注意すべき点は、応用再帰は前述の応用汎用再帰と組み合わせて使用できることです。しかし、この 2 つの最適化は互いに無関係です。

オンチェーン検証器の複雑性の削減

STARK 検証器の複雑性は、検証に使用される命題の種類に依存します。特に Cairo 命題に関しては、検証器の複雑性は Cairo 言語で許可される特定の要素、より具体的にはサポートされる組み込み項目に依存します（Cairo を CPU に例えるなら、組み込み項目は CPU 内のマイクロサーキットに相当します：計算の実行が非常に頻繁であるため、自己計算を最適化する必要があります）。

Cairo 言語は進化し続け、ますます多くの有用な組み込み項目を提供しています。一方で、再帰検証器はごく一部の組み込み項目を使用するだけで済みます。したがって、再帰 SHARP は再帰検証器内の完全な言語をサポートすることで、Cairo 内の任意の命題を成功裏にサポートできます。具体的には、L1 上の Solidity 検証器は再帰証明のみを検証する必要があるため、検証器は Cairo 言語のより安定したサブセットの検証に限定できます。L1 検証器は最新の安定した組み込み項目に更新する必要はありません。

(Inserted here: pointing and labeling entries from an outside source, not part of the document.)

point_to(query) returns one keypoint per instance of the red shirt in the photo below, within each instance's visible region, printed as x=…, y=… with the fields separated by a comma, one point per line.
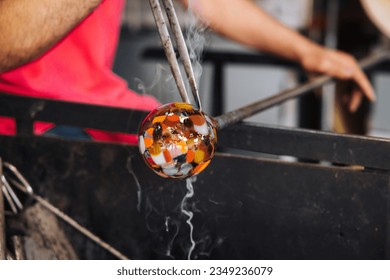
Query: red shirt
x=79, y=69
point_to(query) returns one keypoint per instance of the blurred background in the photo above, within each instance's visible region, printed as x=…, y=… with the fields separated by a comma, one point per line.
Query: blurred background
x=231, y=76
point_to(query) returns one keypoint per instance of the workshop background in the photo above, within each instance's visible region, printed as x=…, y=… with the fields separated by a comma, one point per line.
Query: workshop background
x=336, y=24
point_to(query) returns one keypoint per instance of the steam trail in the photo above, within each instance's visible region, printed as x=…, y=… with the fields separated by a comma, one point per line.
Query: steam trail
x=190, y=214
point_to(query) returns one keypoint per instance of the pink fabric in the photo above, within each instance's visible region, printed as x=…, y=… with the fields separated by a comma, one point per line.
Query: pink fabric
x=78, y=69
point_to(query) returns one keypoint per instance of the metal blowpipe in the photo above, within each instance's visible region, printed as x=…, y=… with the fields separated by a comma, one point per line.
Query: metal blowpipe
x=170, y=52
x=242, y=113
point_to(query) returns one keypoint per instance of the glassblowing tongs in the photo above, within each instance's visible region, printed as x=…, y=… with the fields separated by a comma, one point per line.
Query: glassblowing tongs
x=170, y=52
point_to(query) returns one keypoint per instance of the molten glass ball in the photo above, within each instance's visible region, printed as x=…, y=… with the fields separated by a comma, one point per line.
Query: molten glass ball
x=177, y=140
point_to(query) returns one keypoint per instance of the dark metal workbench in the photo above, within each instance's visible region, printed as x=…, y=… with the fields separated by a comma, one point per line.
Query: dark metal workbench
x=331, y=202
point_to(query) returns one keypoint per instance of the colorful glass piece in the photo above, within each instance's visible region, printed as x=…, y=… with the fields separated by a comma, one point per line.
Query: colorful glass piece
x=177, y=140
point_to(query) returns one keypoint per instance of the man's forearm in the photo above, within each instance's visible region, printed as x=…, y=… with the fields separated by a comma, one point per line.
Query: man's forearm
x=244, y=22
x=29, y=28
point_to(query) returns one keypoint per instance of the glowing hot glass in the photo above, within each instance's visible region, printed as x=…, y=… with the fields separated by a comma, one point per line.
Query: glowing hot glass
x=177, y=140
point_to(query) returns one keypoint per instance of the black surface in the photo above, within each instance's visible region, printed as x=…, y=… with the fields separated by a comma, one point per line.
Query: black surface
x=244, y=208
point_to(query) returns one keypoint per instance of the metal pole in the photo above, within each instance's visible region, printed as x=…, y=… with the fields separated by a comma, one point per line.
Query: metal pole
x=182, y=48
x=256, y=107
x=3, y=249
x=168, y=48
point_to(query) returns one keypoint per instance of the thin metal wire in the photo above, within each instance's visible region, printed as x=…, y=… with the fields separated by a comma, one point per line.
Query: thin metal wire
x=3, y=248
x=26, y=188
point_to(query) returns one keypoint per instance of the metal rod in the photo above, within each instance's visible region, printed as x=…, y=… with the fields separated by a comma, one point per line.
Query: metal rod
x=168, y=48
x=183, y=51
x=256, y=107
x=17, y=242
x=70, y=221
x=3, y=249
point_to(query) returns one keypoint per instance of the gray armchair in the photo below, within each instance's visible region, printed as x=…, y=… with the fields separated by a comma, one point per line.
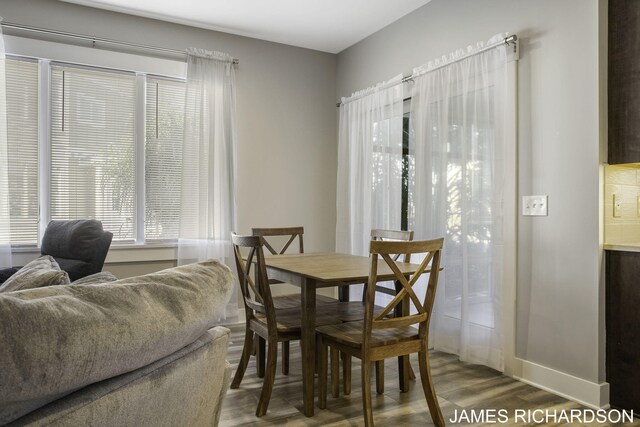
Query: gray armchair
x=78, y=246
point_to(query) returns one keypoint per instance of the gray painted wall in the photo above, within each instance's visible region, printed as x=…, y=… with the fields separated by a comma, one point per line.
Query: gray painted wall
x=559, y=324
x=285, y=109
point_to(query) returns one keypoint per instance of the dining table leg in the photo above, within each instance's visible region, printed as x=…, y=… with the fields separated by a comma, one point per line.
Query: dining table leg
x=308, y=343
x=403, y=361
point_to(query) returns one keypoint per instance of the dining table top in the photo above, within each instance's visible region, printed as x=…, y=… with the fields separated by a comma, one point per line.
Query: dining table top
x=328, y=267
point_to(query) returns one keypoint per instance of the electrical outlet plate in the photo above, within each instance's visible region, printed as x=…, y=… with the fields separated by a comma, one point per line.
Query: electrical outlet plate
x=535, y=205
x=617, y=206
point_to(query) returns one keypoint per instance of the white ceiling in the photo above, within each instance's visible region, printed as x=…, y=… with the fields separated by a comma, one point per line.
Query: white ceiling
x=325, y=25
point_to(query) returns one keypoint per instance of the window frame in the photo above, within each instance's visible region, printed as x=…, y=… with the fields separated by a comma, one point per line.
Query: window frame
x=164, y=246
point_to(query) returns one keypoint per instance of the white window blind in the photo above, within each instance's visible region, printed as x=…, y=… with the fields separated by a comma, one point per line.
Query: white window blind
x=163, y=157
x=93, y=129
x=22, y=136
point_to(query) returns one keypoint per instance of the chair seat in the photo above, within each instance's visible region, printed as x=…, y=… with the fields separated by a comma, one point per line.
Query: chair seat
x=348, y=311
x=350, y=333
x=289, y=321
x=284, y=302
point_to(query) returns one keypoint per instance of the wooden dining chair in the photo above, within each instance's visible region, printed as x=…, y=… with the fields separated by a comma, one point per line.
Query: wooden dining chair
x=384, y=335
x=355, y=312
x=269, y=235
x=262, y=318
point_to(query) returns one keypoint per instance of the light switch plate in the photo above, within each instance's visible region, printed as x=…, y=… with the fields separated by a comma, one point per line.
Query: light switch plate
x=617, y=206
x=535, y=205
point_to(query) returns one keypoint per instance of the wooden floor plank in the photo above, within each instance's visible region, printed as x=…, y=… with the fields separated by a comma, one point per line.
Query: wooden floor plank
x=459, y=386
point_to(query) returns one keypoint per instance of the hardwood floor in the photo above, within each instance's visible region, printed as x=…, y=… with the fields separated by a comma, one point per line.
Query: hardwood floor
x=460, y=386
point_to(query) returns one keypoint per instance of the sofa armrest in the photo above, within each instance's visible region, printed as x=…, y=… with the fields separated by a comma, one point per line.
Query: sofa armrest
x=184, y=388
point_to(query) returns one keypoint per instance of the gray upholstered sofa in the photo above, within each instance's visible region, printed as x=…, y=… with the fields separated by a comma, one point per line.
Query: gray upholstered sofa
x=134, y=352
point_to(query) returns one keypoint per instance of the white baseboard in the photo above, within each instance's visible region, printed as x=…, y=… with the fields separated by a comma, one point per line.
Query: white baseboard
x=593, y=395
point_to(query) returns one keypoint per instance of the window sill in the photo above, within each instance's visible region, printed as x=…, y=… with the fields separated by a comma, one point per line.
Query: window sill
x=118, y=253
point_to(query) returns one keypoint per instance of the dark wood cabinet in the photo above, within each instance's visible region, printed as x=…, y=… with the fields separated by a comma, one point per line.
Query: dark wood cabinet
x=624, y=81
x=623, y=328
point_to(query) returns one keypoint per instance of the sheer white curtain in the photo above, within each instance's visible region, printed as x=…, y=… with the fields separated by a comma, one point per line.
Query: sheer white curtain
x=207, y=213
x=457, y=120
x=5, y=247
x=369, y=187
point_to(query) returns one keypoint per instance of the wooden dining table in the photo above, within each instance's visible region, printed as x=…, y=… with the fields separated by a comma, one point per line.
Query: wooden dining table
x=313, y=271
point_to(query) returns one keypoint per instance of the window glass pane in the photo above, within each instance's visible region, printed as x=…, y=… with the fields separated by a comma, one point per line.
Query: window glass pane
x=93, y=121
x=163, y=158
x=22, y=137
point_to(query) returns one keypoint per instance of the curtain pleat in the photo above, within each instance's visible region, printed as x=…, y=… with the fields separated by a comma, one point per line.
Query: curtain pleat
x=457, y=131
x=5, y=247
x=207, y=213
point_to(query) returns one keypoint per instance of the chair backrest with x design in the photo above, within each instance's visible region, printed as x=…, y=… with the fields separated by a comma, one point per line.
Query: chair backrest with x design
x=291, y=232
x=383, y=235
x=256, y=295
x=432, y=250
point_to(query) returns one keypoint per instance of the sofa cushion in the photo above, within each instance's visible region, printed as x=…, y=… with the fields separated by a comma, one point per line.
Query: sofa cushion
x=59, y=339
x=153, y=395
x=5, y=273
x=43, y=271
x=96, y=279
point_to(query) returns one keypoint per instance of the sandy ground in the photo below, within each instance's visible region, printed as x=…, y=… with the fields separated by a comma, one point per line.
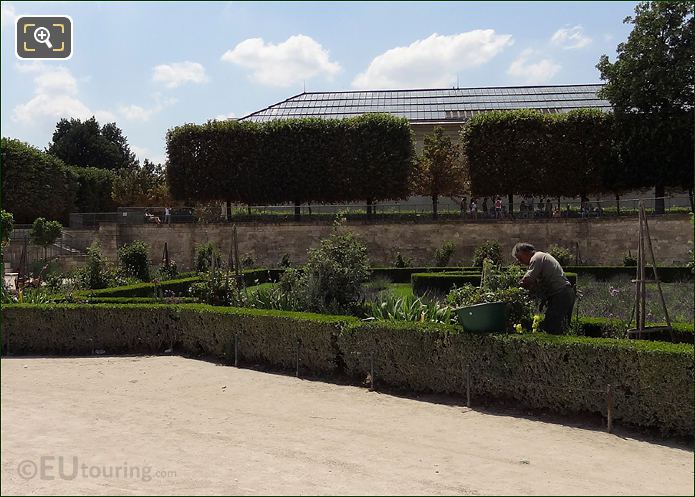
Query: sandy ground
x=180, y=426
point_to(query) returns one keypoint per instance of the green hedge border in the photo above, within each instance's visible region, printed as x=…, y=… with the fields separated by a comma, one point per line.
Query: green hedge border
x=653, y=381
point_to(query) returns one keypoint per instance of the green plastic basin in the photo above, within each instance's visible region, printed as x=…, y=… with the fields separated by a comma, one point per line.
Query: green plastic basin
x=483, y=318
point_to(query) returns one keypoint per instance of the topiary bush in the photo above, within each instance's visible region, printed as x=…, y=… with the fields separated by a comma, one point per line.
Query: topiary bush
x=134, y=260
x=562, y=255
x=442, y=255
x=205, y=253
x=488, y=250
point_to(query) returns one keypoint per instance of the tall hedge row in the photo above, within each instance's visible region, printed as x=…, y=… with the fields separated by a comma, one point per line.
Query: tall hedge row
x=37, y=184
x=652, y=382
x=365, y=158
x=528, y=152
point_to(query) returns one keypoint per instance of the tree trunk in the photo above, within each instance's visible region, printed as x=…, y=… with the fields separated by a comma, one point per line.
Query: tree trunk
x=659, y=193
x=297, y=211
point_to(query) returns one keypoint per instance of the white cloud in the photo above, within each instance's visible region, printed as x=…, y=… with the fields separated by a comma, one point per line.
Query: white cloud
x=537, y=72
x=298, y=58
x=137, y=113
x=8, y=14
x=55, y=96
x=178, y=73
x=432, y=62
x=570, y=38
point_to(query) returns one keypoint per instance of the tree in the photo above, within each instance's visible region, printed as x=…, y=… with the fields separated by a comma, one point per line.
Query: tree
x=6, y=228
x=654, y=77
x=87, y=144
x=45, y=233
x=439, y=170
x=143, y=186
x=35, y=184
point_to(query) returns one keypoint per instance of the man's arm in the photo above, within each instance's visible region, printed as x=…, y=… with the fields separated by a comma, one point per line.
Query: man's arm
x=531, y=277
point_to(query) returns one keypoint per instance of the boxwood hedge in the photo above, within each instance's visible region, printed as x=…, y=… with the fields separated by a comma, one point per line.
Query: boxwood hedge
x=652, y=381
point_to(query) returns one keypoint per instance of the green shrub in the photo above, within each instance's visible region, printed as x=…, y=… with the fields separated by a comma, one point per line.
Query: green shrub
x=269, y=337
x=667, y=274
x=95, y=274
x=443, y=254
x=652, y=381
x=6, y=228
x=134, y=260
x=45, y=233
x=519, y=303
x=410, y=308
x=629, y=260
x=333, y=276
x=402, y=262
x=205, y=253
x=488, y=250
x=218, y=288
x=562, y=255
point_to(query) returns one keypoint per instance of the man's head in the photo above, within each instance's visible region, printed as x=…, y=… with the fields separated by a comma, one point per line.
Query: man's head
x=523, y=252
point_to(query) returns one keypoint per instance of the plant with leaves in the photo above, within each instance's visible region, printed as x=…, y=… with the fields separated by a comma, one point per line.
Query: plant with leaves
x=141, y=186
x=410, y=308
x=650, y=86
x=205, y=254
x=95, y=274
x=88, y=144
x=487, y=250
x=6, y=228
x=561, y=254
x=443, y=254
x=35, y=184
x=439, y=170
x=134, y=260
x=45, y=233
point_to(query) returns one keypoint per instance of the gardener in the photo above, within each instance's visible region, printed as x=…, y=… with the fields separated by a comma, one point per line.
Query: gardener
x=546, y=277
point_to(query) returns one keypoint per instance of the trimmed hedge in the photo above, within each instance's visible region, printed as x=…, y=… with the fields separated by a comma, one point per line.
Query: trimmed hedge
x=652, y=380
x=444, y=282
x=178, y=286
x=403, y=274
x=667, y=274
x=598, y=327
x=194, y=329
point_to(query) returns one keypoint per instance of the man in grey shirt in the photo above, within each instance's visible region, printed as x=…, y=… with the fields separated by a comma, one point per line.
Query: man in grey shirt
x=546, y=277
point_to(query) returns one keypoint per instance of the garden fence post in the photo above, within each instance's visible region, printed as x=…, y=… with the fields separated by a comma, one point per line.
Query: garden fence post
x=296, y=373
x=609, y=408
x=372, y=385
x=468, y=386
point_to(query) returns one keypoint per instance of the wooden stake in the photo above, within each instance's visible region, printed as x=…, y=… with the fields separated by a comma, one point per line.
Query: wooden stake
x=468, y=386
x=609, y=410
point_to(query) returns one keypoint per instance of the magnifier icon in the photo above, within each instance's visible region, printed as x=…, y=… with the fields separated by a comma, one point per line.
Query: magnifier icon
x=43, y=35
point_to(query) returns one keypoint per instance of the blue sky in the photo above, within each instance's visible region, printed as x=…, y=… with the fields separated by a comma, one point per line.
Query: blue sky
x=150, y=66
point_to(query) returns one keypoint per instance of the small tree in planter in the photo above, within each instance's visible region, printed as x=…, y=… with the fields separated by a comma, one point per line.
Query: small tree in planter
x=45, y=233
x=134, y=260
x=6, y=227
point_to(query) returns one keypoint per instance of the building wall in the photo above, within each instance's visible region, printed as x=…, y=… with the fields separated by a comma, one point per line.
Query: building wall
x=598, y=241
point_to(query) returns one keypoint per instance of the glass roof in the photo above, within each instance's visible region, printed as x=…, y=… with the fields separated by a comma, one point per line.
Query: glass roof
x=434, y=105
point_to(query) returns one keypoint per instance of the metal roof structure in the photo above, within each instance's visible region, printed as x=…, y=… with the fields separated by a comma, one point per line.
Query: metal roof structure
x=442, y=105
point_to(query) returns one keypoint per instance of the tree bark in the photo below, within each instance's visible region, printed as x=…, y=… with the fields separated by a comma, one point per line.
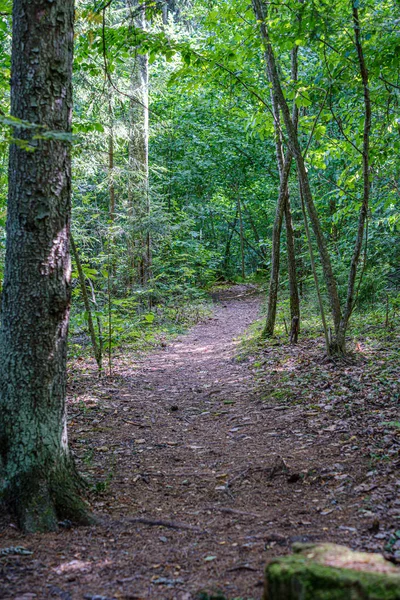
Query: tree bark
x=139, y=152
x=39, y=481
x=96, y=345
x=283, y=208
x=341, y=338
x=294, y=145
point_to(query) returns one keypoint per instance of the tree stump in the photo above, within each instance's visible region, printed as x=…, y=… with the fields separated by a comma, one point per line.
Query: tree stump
x=331, y=572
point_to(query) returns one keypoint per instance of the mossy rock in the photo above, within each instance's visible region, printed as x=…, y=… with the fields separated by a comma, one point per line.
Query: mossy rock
x=331, y=572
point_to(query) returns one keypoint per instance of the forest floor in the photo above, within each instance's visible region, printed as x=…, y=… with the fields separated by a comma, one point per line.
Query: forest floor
x=209, y=460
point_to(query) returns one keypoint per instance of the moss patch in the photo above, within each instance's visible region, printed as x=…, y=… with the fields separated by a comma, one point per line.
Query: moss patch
x=330, y=572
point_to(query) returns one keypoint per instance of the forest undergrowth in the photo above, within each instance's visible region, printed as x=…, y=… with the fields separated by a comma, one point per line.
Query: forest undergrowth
x=215, y=452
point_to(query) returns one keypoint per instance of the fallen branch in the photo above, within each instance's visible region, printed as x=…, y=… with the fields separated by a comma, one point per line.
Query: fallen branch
x=162, y=523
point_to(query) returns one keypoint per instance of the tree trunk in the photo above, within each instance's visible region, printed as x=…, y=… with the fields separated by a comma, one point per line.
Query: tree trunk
x=291, y=254
x=39, y=481
x=239, y=205
x=139, y=151
x=275, y=254
x=294, y=145
x=283, y=207
x=341, y=337
x=96, y=345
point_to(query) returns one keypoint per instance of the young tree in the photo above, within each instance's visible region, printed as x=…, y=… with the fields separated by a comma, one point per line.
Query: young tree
x=39, y=480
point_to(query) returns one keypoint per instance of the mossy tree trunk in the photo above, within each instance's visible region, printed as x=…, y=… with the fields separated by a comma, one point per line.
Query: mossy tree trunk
x=38, y=478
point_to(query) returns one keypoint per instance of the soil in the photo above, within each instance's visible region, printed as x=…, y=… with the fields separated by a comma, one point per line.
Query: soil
x=204, y=465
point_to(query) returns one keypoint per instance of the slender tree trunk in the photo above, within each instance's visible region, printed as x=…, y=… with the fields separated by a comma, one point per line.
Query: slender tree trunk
x=283, y=208
x=239, y=205
x=97, y=349
x=291, y=254
x=294, y=145
x=275, y=253
x=139, y=150
x=111, y=174
x=314, y=272
x=40, y=483
x=229, y=241
x=341, y=338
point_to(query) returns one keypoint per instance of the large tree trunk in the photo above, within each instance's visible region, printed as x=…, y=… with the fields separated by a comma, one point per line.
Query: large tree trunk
x=39, y=481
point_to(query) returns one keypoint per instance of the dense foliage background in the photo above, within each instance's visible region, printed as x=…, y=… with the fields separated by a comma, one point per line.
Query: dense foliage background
x=213, y=181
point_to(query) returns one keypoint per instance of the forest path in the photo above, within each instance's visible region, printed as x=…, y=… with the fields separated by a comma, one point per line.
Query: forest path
x=205, y=473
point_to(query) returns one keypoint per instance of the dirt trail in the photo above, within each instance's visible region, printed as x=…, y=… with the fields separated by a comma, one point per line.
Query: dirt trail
x=203, y=478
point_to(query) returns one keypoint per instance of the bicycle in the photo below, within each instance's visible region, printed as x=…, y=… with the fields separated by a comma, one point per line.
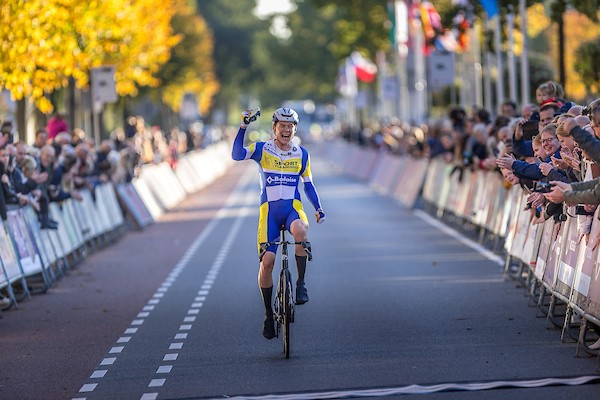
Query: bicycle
x=283, y=308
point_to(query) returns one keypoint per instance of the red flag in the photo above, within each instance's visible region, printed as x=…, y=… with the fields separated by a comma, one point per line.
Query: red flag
x=366, y=70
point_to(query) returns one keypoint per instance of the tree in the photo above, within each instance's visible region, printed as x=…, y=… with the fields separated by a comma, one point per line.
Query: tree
x=43, y=43
x=361, y=25
x=190, y=70
x=234, y=27
x=587, y=65
x=301, y=66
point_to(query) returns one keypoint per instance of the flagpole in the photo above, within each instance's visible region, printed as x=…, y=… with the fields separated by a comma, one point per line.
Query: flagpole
x=512, y=68
x=524, y=55
x=499, y=65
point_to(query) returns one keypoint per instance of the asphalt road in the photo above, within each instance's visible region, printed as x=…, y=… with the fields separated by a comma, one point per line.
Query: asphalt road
x=174, y=312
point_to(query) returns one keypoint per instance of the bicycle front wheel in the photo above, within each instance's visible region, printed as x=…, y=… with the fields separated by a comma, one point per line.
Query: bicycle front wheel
x=287, y=312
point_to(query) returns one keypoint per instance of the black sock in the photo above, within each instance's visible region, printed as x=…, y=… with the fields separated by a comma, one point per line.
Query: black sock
x=267, y=294
x=301, y=265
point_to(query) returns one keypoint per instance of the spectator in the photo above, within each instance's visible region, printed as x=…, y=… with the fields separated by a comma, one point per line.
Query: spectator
x=509, y=109
x=41, y=136
x=549, y=92
x=56, y=124
x=527, y=110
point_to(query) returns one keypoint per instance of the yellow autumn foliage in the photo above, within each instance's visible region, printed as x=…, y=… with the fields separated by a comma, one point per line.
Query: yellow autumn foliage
x=578, y=29
x=199, y=77
x=44, y=42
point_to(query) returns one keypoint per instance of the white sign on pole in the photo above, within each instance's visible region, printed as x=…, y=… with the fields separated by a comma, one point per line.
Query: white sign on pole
x=441, y=69
x=103, y=84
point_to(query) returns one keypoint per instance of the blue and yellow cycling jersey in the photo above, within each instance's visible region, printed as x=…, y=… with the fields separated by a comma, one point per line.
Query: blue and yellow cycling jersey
x=280, y=175
x=280, y=171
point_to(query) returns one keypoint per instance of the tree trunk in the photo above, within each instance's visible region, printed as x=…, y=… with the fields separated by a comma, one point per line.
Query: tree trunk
x=561, y=50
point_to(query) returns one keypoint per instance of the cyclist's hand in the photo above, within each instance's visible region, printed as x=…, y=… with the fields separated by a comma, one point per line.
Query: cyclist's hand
x=320, y=215
x=249, y=116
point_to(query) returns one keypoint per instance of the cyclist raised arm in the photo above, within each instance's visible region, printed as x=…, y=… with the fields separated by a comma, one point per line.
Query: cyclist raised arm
x=282, y=165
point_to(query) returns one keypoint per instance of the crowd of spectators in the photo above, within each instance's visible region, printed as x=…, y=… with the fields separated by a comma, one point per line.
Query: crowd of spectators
x=550, y=148
x=61, y=162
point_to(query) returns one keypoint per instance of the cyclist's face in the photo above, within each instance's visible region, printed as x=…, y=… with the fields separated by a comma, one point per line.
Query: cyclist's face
x=284, y=132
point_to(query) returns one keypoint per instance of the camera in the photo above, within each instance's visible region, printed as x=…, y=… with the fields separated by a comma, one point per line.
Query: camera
x=580, y=210
x=530, y=127
x=542, y=187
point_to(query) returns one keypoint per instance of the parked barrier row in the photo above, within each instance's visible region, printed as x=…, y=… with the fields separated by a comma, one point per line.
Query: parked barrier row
x=32, y=259
x=560, y=272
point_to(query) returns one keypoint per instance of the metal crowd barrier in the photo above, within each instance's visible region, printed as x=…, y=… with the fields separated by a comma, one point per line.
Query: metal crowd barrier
x=560, y=273
x=32, y=259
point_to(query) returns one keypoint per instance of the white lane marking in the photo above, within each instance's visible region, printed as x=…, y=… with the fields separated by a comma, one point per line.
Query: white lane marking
x=464, y=240
x=88, y=387
x=176, y=271
x=116, y=350
x=99, y=373
x=156, y=382
x=214, y=270
x=164, y=369
x=423, y=389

言い換えれば、命題は進化し続け、複雑な検証は L2 に任せ、L1 検証器は単純で安定した命題を検証するだけで済みます。

計算フットプリントの削減

再帰の前には、複数の命題を 1 つの証明に集約することは、利用可能な計算インスタンス上で証明できる命題のサイズ（およびそのような証明を生成するのに必要な時間）の制限を受けていました。

再帰があれば、これほど大規模な命題を証明する必要はありません。なぜなら、より小さく安価な計算インスタンスが利用可能だからです（ただし、大型の単一証明器を使用する場合よりも多くの計算インスタンスが必要な場合があります）。これにより、より多くの物理的および仮想的な環境で証明器インスタンスを展開することが可能になります。